Dalam materinya, Gubernur Melki menekankan empat prinsip utama pengelolaan sumber daya ekologi berkelanjutan. Keempat prinsip tersebut adalah efisiensi dalam penggunaan sumber daya, keadilan antar generasi, partisipasi masyarakat sebagai aktor utama, serta integrasi pembangunan dengan memperhitungkan dampak ekologis.

“NTT ini kalau kita salah urus, potensi kerusakan lingkungannya besar sekali,” tegasnya.

Komitmen tersebut, menurutnya, telah diperkuat dengan sejumlah regulasi, misalnya dengan Perda tata ruang laut dan pulau kecil, Peraturan Gubernur tentang Pengawasan Ruang Laut, Konservasi, hingga Perlindungan Tanah, serta Peraturan Gubernur khusus konservasi di TN Komodo.

Mantan anggota DPR RI tersebut lalu mengambil contoh berbagai tawaran untuk membuka kembali pertambangan mangan yang telah sampai ke mejanya.

“Saya lagi tahan. Sampai dengan ada persetujuan bersama, sampai dengan semua sudah sepakat dulu, baru kemudian kita jalan. Tanpa ada kesepakatan bersama para pihak yang terkait, tidak mungkin jalan,” ujar Gubernur Melki.

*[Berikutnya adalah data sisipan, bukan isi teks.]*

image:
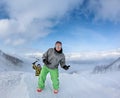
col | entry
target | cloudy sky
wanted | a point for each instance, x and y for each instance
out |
(81, 25)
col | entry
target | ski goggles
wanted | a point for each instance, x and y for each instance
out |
(58, 46)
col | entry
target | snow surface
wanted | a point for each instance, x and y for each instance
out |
(16, 84)
(78, 82)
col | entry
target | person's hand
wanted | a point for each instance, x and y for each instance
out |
(66, 67)
(46, 62)
(34, 62)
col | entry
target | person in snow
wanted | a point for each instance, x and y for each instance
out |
(51, 59)
(37, 68)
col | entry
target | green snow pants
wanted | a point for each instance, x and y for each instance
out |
(54, 77)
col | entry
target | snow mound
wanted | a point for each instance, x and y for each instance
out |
(83, 85)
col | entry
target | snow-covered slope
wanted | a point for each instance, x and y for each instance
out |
(82, 85)
(12, 63)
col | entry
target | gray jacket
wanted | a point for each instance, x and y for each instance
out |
(54, 58)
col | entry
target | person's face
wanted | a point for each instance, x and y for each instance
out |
(58, 46)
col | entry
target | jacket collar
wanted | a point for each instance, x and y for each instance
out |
(61, 51)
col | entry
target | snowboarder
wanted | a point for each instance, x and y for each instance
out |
(37, 68)
(51, 59)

Menurut Melki, implementasi pengelolaan SDA ramah lingkungan mesti dijalankan melalui program-program seperti konservasi dan rehabilitasi alam, tata kelola air dan adaptasi iklim, pertanian dan perikanan berkelanjutan, energi terbarukan, penguatan kelembagaan, serta pendidikan dan literasi ekologis.

Meski demikian, Melki tidak memungkiri tantangan-tantangan yang masih dihadapi. Sejumlah tantangan tersebut antara lain masalah kekeringan, deforestasi dan degradasi lahan, masalah ekonomi dan sosial seperti tekanan pemanfaatan sumber daya dan kemiskinan struktural, permasalahan tata kelola seperti lemahnya penegakan hukum dan keterbatasan data, belum optimalnya partisipasi masyarakat adat, serta terbatasnya infrastruktur dan teknologi.

Untuk mengatasi sejumlah tantangan tersebut, selain mengajak kolaborasi multi pihak seperti akademisi, dunia usaha, media, masyarakat sipil, dan tokoh agama, Gubernur Melki juga menekankan empat strategi lain yang bisa ditempuh. Keempat strategi tersebut adalah ekologi berkelanjutan dengan menyeimbangkan pemanfaatan dan pelestarian lingkungan, penguatan tata kelola dan regulasi, pemberdayaan masyarakat lokal khususnya masyarakat adat, serta pemanfaatan IPTEK untuk mengembangkan inovasi pertanian, energi, dan konservasi.

“Saya bersyukur kemarin para Uskup dan tokoh-tokoh lingkungan protes soal geotermal. Kalau tidak ada protes itu, kita tidak tahu bahwa geotermal di lapangan yang dibuat oleh perusahaan itu bermasalah di beberapa urusan,” ujar Gubernur Melki.

Menurut Gubernur, protes tersebut membuat evaluasi dapat dilakukan, dan komunikasi yang baik berperan penting dalam menjembatani segala informasi yang simpang siur.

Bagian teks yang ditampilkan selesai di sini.